星の欠片

 時に闇の中では不可解で奇妙な事象が生じる事がある。長い間日の光が届くことのない、深い闇の中では、時に、例えば闇が形を持つ時がある。

 まるで、闇が生を得たとしか思えないように蟠り、徘徊する。光を喰らい、熱を求める化け物となる。悪意そのものに姿を変える。人が目を逸らし、心の奥底に閉じ込めた恐怖を映し出す鏡となる。あるいは、何処とも知れぬ場所への入り口となるのだという。黒く染まったこちら側とは相容れない世界が広がっているのだという。その意味で、長い間澱みとごった闇は忌むべきものといえるのかもしれない。

 けれど、極稀に闇が違うものを生み出すこともある。それは欠片だ。

 長い夜の闇を貫いて地上に届いた星の光は戻り道を失いその場で凍りつく。純白の熱を持たない光そのものの結晶は酷く澄んでいて且つ脆い。強い光の下では儚く砕けてしまう、闇の中でだけ存在できる耀きの欠片だ。その輝きを包む闇は、どこか優しさをはらんでいる様にも思える。だから、その耀きは人を惹きつけるのかもしれない。

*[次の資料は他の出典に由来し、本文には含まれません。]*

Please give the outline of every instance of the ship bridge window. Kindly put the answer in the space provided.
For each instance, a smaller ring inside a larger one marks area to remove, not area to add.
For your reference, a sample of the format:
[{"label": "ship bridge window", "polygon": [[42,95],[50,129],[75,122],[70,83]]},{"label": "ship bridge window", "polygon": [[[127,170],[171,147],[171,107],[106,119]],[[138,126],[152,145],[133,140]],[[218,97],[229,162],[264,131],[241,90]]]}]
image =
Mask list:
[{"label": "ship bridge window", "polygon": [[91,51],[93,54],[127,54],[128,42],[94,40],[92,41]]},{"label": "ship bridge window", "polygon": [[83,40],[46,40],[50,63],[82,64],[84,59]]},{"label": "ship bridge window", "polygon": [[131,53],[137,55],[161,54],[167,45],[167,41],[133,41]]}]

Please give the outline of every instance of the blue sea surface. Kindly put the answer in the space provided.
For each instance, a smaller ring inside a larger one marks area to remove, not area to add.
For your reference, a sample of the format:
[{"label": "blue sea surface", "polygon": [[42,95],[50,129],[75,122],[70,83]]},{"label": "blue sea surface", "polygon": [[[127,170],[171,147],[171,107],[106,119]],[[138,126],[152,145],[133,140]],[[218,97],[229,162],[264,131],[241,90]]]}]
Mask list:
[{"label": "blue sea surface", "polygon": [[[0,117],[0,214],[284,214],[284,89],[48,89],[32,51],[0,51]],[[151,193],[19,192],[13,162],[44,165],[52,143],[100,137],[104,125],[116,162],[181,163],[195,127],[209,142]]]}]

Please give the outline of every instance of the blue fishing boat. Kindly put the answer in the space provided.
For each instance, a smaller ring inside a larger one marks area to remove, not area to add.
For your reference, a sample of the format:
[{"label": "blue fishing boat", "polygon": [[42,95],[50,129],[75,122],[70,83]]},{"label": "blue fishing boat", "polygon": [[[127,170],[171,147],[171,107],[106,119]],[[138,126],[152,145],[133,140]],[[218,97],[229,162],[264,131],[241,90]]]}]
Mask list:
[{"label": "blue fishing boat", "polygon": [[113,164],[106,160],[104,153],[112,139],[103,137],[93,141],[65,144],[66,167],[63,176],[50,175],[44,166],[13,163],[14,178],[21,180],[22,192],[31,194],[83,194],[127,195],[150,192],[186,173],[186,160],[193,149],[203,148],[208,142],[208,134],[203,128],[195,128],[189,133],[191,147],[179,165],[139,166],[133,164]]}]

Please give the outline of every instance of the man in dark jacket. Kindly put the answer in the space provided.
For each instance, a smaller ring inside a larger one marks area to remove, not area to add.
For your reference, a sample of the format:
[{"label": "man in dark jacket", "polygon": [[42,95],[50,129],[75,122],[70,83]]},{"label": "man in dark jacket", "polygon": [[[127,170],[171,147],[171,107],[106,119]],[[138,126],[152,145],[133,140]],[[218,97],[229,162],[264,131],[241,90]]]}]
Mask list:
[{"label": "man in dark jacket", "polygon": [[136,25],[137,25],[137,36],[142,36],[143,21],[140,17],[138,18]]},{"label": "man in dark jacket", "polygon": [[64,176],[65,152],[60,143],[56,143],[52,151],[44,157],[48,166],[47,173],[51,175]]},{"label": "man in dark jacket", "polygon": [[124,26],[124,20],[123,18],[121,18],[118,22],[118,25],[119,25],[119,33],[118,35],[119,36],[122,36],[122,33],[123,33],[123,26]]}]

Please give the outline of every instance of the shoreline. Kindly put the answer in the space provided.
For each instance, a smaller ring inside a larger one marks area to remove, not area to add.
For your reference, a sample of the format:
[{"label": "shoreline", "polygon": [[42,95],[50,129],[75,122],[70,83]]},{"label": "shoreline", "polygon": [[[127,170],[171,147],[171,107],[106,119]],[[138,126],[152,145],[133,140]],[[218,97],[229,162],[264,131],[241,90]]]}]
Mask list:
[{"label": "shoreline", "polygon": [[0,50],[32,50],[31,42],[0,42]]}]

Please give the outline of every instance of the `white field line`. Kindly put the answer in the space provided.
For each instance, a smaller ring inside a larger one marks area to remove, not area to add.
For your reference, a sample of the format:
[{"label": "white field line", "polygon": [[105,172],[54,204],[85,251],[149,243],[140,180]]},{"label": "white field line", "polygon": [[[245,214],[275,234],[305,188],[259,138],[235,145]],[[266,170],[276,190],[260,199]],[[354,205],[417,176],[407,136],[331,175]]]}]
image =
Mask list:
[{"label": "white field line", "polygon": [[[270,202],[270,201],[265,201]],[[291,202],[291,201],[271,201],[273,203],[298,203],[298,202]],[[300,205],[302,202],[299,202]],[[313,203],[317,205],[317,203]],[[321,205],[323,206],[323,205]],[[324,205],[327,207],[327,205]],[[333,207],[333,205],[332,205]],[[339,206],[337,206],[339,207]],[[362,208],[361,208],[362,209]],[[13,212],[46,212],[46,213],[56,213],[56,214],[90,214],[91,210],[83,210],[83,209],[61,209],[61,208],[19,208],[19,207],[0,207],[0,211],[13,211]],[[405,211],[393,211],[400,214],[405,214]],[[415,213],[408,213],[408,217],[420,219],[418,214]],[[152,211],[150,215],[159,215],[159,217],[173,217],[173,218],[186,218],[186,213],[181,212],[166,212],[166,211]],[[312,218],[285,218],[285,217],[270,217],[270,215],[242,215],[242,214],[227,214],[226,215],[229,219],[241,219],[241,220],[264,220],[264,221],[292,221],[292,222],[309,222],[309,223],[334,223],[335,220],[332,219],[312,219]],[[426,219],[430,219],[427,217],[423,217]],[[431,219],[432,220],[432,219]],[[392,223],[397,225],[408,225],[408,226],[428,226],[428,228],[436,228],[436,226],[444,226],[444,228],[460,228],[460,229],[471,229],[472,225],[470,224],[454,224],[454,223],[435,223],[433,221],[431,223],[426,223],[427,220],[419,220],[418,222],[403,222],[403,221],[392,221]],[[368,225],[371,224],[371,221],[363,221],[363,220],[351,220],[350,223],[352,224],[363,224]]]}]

だから、人と人の絆を結びつけると言い伝えられるのかもしれない。

 昔と比べ、光が溢れる様になった今、闇の留まっている場所も少なくなったけれど、その分残った闇の濃さは増し、その奇怪さも強まっているのかもしれない。

 なのに、闇をどこか懐かしいものと捉え、完全に拒絶してしまわないのは、世界の一部だと皆が理解しているからなのではないだろうか、と思うのは考えすぎだろうか?

 角燈守に連れられて、星の光の淡い輝きを目にしながらそんなことを思った。